HiL-Bench (Human-in-Loop Benchmark): Do Agents Know When to Ask for Help?
The recent paper titled “HiL-Bench (Human-in-Loop Benchmark)” published on arXiv (arXiv:2604.09408v1) introduces a new methodology to evaluate the judgment capabilities of coding agents in complex task environments. This benchmark addresses a significant limitation in existing agent evaluations: the ability to discern when to act independently versus when to seek assistance.
Traditional benchmarks provide agents with unambiguous and detailed instructions, solely rewarding execution correctness. This approach fails to capture the nuances of decision-making in uncertain circumstances. Consequently, an agent that arrives at a correct solution through mere luck is rewarded equally to one that comprehensively evaluates its uncertainties and chooses to ask for clarification. The HiL-Bench framework aims to rectify this gap by measuring the selective escalation skills of AI agents.
Understanding the HiL-Bench Framework
HiL-Bench is designed to expose the limitations of coding agents when they encounter incomplete or ambiguous specifications.
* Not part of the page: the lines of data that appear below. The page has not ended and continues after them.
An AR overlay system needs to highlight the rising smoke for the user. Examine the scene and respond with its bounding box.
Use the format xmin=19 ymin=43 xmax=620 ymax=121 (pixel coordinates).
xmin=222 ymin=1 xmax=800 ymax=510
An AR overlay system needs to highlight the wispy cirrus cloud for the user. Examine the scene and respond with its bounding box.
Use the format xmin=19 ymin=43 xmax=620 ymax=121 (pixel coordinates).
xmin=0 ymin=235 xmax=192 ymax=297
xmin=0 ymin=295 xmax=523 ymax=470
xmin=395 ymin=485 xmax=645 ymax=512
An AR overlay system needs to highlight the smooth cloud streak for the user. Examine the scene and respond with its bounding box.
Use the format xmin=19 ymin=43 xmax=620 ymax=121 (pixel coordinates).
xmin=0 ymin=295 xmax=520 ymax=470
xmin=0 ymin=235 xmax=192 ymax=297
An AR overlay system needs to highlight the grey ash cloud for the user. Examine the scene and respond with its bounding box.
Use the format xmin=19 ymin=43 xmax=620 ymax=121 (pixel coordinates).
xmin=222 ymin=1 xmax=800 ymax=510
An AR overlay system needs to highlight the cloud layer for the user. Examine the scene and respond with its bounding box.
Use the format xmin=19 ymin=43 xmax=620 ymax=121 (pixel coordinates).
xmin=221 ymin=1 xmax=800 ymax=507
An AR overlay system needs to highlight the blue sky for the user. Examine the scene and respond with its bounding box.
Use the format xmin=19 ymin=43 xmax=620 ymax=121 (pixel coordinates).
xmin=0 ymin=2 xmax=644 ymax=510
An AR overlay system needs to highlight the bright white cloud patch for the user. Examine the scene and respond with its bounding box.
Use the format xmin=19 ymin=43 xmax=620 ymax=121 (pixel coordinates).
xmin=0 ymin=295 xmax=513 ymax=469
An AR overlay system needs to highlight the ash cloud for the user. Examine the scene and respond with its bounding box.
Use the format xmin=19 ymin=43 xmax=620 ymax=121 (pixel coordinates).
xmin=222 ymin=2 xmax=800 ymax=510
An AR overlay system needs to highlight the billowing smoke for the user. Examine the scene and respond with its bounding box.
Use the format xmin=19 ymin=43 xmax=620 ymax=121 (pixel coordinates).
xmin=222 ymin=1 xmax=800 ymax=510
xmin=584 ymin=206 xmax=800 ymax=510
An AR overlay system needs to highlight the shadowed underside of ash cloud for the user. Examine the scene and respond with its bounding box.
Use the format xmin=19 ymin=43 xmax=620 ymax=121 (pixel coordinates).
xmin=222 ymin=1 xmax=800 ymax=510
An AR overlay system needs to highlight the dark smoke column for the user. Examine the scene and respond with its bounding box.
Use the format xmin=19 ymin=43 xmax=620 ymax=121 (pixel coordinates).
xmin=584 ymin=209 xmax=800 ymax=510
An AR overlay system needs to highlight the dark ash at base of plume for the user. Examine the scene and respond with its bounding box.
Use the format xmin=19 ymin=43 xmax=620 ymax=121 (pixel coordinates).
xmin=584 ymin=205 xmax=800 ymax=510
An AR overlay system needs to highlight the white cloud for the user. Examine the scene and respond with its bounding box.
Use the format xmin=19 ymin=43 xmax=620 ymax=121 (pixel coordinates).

Each task within this benchmark features human-validated blockers, which are issues such as:
- Missing information
- Ambiguous requests
- Contradictory information
These blockers are revealed through a progressive exploration process rather than from upfront inspections, allowing for a more realistic assessment of an agent’s capabilities in dynamic environments.
Core Metrics: Ask-F1
The core metric introduced in HiL-Bench is called Ask-F1. This metric is the harmonic mean of two components: question precision and blocker recall. The structure of Ask-F1 is architecturally designed to prevent gaming the system through excessive questioning or “question spam.” This balance captures the tension agents face between over-relying on asking questions and making incorrect assumptions when uncertain.
Evaluation Findings
Evaluations across Software Engineering (SWE) and text-to-SQL domains have revealed a significant judgment gap in the performance of leading models. Notably, no frontier model has managed to recover more than a fraction of its full-information performance when tasked with deciding whether to ask for help. Failure analysis has highlighted three predominant help-seeking patterns:
- Overconfident beliefs with a lack of gap detection
- High uncertainty detection coupled with persistent errors
- Broad, imprecise escalation without self-correction
These findings indicate that poor help-seeking behaviors are a fundamental flaw at the model level, rather than being confined to specific tasks.
Training and Improvement
Interestingly, reinforcement learning (RL) training using a shaped Ask-F1 reward demonstrated that judgment can indeed be trained. A 32 billion parameter model showed improvements in both the quality of help-seeking and the overall task pass rate. Notably, these gains were transferable across domains. The model did not learn domain-specific heuristics for determining when to ask; rather, it learned to recognize unresolvable uncertainties and respond accordingly.
The HiL-Bench benchmark represents a significant step forward in the evaluation of AI agents, emphasizing the importance of judgment and decision-making in the face of uncertainty, which is crucial for the development of robust AI systems in real-world applications.